The UN General Assembly is currently considering proposals for Sustainable Development Goals (SDGs). SDG 3, focusing on health, specifically includes universal health coverage (UHC) among its targets. The authors argue that while UHC is timely and important, its promotion also entails substantial risks. A narrow focus on UHC could emphasise expansion of access to health-care services over equitable improvement of health outcomes through action across all relevant sectors—especially public health interventions, needed to effectively address non-communicable diseases (NCDs). The challenge for policy makers is observed to be to not merely to improve clinical services, but to achieve equitable health outcome improvements through genuine integration of individual and population-level health promotion and preventative efforts with curative services. Future UHC evaluations should include assessments of the extent to which this integration is accomplished—with particular attention to the distribution of benefits across groups—and not, as major current work be limited to the clinical side.

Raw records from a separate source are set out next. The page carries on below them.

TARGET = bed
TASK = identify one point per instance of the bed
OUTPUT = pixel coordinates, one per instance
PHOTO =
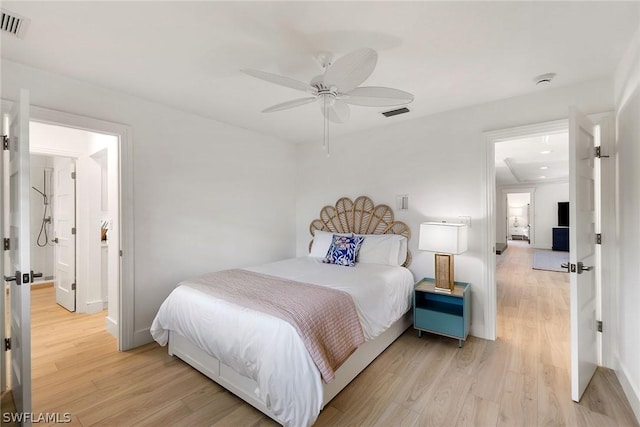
(226, 340)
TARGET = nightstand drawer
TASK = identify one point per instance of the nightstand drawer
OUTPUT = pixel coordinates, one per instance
(439, 322)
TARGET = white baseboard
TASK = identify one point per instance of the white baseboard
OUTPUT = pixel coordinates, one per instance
(111, 326)
(631, 390)
(94, 306)
(142, 337)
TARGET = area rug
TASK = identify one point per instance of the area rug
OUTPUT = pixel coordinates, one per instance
(550, 260)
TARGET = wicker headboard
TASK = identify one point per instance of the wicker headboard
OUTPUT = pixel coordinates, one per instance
(361, 216)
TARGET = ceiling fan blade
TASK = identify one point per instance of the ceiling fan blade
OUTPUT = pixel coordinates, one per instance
(336, 111)
(374, 96)
(281, 80)
(347, 72)
(289, 104)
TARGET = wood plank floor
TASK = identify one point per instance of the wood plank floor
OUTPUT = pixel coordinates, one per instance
(521, 379)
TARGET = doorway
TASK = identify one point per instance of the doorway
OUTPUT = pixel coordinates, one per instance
(83, 166)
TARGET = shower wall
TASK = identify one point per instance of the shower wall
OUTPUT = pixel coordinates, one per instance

SADC Gender Protocol 2015 Barometer: Botswana
Glenwright D; Botswana Council of NGOs: Botswana Council of NGOs, Gaberone, June 2015

Botswana has made good progress against the targets of the Southern African Development Community (SADC) Protocol on Gender and Development set for 2015, according to this report. However, President Ian Khama of the Republic of Botswana said that Botswana would not sign the SADC Gender Protocol because the government considers some its time frames unrealistic, and some of its measures to have serious resource implications that the state cannot guarantee. Progress is noted in the report on the health sector, with trained personnel delivering more than 90% of births and 84% of the population living within five kilometres of a quality health facility. However, the maternal mortality rate is noted to have increased and only 44% of the population access contraception. Although Botswana has one of the world's highest HIV prevalence more than 95% of HIV-positive pregnant women access the prevention of mother-to-child transmission programme. In spite of these achievements, this report also reveals obstacles for the country on the road to gender equality, including a failure to address contradictions between formal and customary laws, with the latter discriminating against women, especially widows and divorced women.